Eis a nona razão: se existem muitas interpretações legítimas da Escritura, por definição, não há interpretação definitiva, e, se não há nenhuma interpretação definitiva, então, não se pode saber se a sua interpretação é aquela objetivamente verdadeira. O corolário é este: se qualquer denominação alega que a sua própria interpretação é correta acima daquela de outras denominações, ela, efetivamente, coloca a si mesma como uma autoridade final. O Joel Peters conclui daí que, para os protestantes, “o problema aqui é que tal ato viola o Sola Scriptura, estabelecendo-se uma autoridade fora da Escritura”.

A décima razão é de natureza histórica. A doutrina do Sola Scriptura não existia antes de John Wycliffe (um precursor do Protestantismo), que a mencionou no século XIV, e não se difundiu até que Martinho Lutero surgisse no século XVI. De onde veio essa idéia? A alegação de que a Bíblia ensina essa doutrina não é nada mais do que um esforço repetido de projetar essa crença retroativamente às páginas da Escritura. Lutero estava, no fim das contas, dizendo que a autoridade final em matéria de fé é Martinho Lutero. Imagine, diz Joel Peters: “milhões e milhões de cristãos que viveram antes do século XIV seriam deixados sem uma autoridade final, abandonados para tropeçar espiritualmente, a menos que tivessem a sorte de ter acesso a uma cópia manuscrita da Bíblia”.

Com base em todas essas razões, devemos chegar à conclusão de que há mais, na fé cristã, do que somente a Escritura. É o que chamamos de Tradição na Igreja Católica. Deve haver alguma coisa anterior e além da Escritura que cria a Escritura, determina o que pertence a ela e que a interpreta. As Escrituras não caíram do Céu. Os protestantes têm tentado persistentemente rejeitar o papel da tradição, mas isso é uma missão difícil de ser cumprida, como discutiremos um pouco mais.
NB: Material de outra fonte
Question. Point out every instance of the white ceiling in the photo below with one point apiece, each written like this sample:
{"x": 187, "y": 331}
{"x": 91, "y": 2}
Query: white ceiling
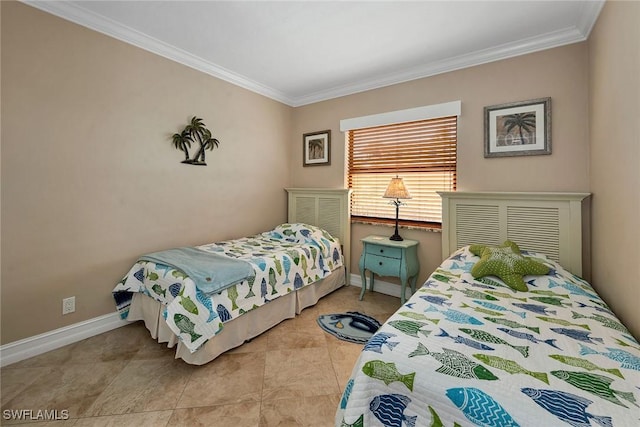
{"x": 300, "y": 52}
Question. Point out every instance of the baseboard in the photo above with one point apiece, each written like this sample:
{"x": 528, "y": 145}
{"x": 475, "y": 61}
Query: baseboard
{"x": 381, "y": 286}
{"x": 39, "y": 344}
{"x": 33, "y": 346}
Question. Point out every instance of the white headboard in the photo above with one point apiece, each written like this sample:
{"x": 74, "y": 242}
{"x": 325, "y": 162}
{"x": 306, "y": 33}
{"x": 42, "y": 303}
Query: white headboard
{"x": 327, "y": 208}
{"x": 549, "y": 223}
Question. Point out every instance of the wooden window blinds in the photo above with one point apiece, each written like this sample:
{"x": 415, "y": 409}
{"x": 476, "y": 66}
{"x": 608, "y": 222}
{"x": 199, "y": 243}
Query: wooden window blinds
{"x": 422, "y": 153}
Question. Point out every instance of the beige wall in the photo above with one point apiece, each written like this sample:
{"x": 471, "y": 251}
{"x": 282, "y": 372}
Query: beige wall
{"x": 90, "y": 179}
{"x": 560, "y": 73}
{"x": 614, "y": 87}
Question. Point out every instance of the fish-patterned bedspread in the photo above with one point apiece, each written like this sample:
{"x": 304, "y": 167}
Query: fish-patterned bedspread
{"x": 464, "y": 352}
{"x": 284, "y": 259}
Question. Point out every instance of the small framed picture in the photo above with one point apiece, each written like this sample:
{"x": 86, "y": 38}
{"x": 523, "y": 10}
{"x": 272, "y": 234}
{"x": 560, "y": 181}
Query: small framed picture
{"x": 518, "y": 128}
{"x": 316, "y": 148}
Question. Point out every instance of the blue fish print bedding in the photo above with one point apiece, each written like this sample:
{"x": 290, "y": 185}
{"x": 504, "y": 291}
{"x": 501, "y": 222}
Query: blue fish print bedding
{"x": 284, "y": 259}
{"x": 467, "y": 352}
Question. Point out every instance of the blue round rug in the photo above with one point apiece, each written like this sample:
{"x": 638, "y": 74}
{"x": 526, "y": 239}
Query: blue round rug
{"x": 350, "y": 326}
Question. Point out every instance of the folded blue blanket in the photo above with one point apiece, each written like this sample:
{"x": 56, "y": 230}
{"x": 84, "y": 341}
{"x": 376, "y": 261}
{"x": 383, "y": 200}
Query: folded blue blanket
{"x": 210, "y": 272}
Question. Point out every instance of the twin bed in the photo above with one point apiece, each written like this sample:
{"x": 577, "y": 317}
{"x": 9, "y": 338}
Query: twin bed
{"x": 463, "y": 350}
{"x": 473, "y": 351}
{"x": 286, "y": 269}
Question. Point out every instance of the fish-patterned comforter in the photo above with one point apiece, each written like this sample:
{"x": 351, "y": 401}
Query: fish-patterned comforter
{"x": 284, "y": 259}
{"x": 463, "y": 352}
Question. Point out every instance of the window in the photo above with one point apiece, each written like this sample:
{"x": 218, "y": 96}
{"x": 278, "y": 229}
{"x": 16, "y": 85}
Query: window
{"x": 422, "y": 152}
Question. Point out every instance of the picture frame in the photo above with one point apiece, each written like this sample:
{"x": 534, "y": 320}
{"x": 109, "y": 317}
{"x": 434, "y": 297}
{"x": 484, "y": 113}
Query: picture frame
{"x": 518, "y": 128}
{"x": 316, "y": 148}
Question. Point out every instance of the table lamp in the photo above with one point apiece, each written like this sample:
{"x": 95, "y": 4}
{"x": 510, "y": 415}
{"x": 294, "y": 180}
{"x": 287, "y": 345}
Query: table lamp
{"x": 396, "y": 190}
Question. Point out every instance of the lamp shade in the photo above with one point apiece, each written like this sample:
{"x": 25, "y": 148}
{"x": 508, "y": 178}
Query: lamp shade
{"x": 396, "y": 190}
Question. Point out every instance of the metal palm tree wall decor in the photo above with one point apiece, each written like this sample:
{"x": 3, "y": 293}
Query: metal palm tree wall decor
{"x": 195, "y": 131}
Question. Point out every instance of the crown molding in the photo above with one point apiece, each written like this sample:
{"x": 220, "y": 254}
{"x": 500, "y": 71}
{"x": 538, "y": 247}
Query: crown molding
{"x": 81, "y": 16}
{"x": 86, "y": 18}
{"x": 505, "y": 51}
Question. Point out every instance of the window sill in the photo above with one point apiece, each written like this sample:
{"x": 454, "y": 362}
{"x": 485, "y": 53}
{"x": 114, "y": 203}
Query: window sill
{"x": 433, "y": 228}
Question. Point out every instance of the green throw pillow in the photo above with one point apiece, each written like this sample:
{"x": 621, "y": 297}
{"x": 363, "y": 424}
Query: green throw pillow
{"x": 507, "y": 263}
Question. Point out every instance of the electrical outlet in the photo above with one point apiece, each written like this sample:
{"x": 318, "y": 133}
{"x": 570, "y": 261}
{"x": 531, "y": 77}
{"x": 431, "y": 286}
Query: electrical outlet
{"x": 68, "y": 305}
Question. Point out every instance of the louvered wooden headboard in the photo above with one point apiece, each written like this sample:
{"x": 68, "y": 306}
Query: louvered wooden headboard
{"x": 327, "y": 208}
{"x": 550, "y": 223}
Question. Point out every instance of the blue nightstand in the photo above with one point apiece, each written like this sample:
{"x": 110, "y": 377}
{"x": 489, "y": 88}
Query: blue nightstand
{"x": 386, "y": 257}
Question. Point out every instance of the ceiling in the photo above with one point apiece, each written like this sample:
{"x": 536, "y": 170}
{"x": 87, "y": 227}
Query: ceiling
{"x": 300, "y": 52}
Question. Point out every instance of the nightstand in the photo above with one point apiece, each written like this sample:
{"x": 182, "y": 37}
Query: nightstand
{"x": 386, "y": 257}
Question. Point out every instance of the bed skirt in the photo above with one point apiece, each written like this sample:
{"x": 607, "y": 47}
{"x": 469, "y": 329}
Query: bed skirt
{"x": 238, "y": 330}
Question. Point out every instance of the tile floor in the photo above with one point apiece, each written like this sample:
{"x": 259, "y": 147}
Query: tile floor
{"x": 292, "y": 375}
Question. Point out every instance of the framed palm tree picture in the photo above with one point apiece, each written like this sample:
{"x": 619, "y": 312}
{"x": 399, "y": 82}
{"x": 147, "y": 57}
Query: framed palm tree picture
{"x": 518, "y": 128}
{"x": 316, "y": 148}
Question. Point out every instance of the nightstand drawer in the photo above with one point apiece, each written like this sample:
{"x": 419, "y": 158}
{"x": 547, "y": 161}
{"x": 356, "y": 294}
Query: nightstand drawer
{"x": 384, "y": 251}
{"x": 383, "y": 266}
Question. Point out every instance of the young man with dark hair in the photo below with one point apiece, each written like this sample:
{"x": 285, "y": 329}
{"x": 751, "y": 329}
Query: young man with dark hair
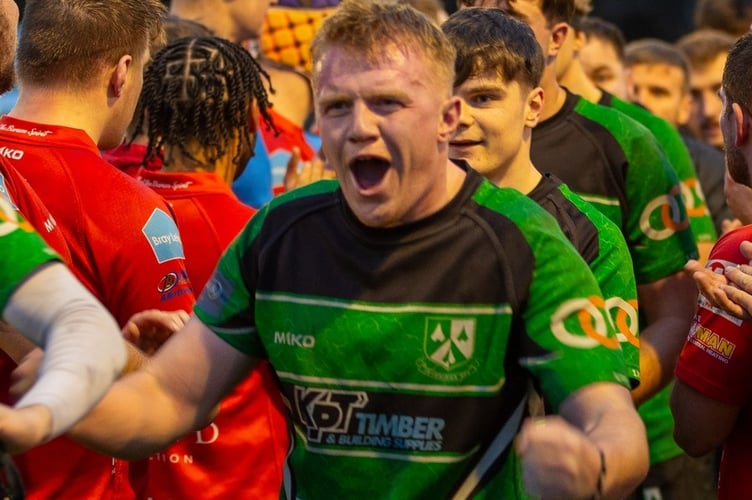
{"x": 658, "y": 75}
{"x": 498, "y": 69}
{"x": 617, "y": 165}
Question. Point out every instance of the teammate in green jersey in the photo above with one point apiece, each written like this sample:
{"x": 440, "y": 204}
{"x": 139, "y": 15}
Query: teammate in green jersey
{"x": 498, "y": 69}
{"x": 405, "y": 308}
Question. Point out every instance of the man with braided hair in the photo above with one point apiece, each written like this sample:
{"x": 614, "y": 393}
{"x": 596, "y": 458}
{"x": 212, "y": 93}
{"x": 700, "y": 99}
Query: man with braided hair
{"x": 278, "y": 151}
{"x": 77, "y": 95}
{"x": 203, "y": 141}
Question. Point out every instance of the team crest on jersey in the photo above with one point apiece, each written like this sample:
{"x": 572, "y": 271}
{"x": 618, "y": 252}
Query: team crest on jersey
{"x": 449, "y": 343}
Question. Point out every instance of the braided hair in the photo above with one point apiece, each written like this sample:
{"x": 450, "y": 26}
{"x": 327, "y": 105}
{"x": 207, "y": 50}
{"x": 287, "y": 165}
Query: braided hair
{"x": 199, "y": 91}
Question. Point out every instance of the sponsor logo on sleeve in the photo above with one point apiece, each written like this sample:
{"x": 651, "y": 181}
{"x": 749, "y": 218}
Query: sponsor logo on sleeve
{"x": 216, "y": 294}
{"x": 713, "y": 344}
{"x": 163, "y": 237}
{"x": 663, "y": 216}
{"x": 581, "y": 323}
{"x": 174, "y": 284}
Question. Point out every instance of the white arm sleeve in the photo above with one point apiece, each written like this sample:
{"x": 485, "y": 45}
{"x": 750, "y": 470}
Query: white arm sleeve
{"x": 84, "y": 351}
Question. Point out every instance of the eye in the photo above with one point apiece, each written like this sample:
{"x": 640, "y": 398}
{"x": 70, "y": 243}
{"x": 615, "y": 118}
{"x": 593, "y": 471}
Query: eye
{"x": 336, "y": 108}
{"x": 386, "y": 104}
{"x": 482, "y": 99}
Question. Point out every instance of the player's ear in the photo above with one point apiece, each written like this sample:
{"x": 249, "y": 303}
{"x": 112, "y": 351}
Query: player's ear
{"x": 533, "y": 107}
{"x": 741, "y": 118}
{"x": 119, "y": 74}
{"x": 450, "y": 118}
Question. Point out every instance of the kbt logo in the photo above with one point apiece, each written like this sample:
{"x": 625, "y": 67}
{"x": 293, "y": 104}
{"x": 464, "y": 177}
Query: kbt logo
{"x": 582, "y": 323}
{"x": 694, "y": 198}
{"x": 323, "y": 410}
{"x": 13, "y": 154}
{"x": 664, "y": 215}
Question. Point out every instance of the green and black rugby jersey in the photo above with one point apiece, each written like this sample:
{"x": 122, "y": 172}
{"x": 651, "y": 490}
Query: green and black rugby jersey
{"x": 405, "y": 354}
{"x": 678, "y": 155}
{"x": 601, "y": 244}
{"x": 614, "y": 163}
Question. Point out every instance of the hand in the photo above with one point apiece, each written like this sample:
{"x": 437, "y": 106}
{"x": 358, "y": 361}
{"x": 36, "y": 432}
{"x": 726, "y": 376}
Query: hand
{"x": 311, "y": 171}
{"x": 558, "y": 460}
{"x": 729, "y": 225}
{"x": 738, "y": 291}
{"x": 24, "y": 428}
{"x": 151, "y": 328}
{"x": 25, "y": 374}
{"x": 711, "y": 286}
A Escritura é um produto da Tradição — a Tradição da Igreja primitiva, em particular, a sucessão apostólica, conectando todas as gerações posteriores à primeira geração dos apóstolos, e assim em linha direta com o próprio Jesus Cristo. Nós já encontramos tudo isso no começo da Igreja. Sabemos, por exemplo, que, quando São Clemente I sucedeu São Pedro como seu terceiro sucessor, ele enviou uma carta a Roma aos perturbadores da igreja de Corinto. A iniciativa de Clemente de instruir e disciplinar uma comunidade católica distante demonstra a influência do Bispo de Roma na Igreja primitiva. Quando Santo Inácio de Antioquia (c. 37-107) estava a caminho de Roma para ser martirizado, ele enviou cartas a sete comunidades, exortando-as a submeterem-se à autoridade dos seus Bispos. Ele foi o primeiro a usar a palavra “católico” para toda a Igreja. Somente a Escritura tende a dividir a Igreja, mas a Escritura combinada com a Tradição une a Igreja. Não é de se admirar que o Papa São João Paulo II chamou a Igreja Católica de especialista em unidade.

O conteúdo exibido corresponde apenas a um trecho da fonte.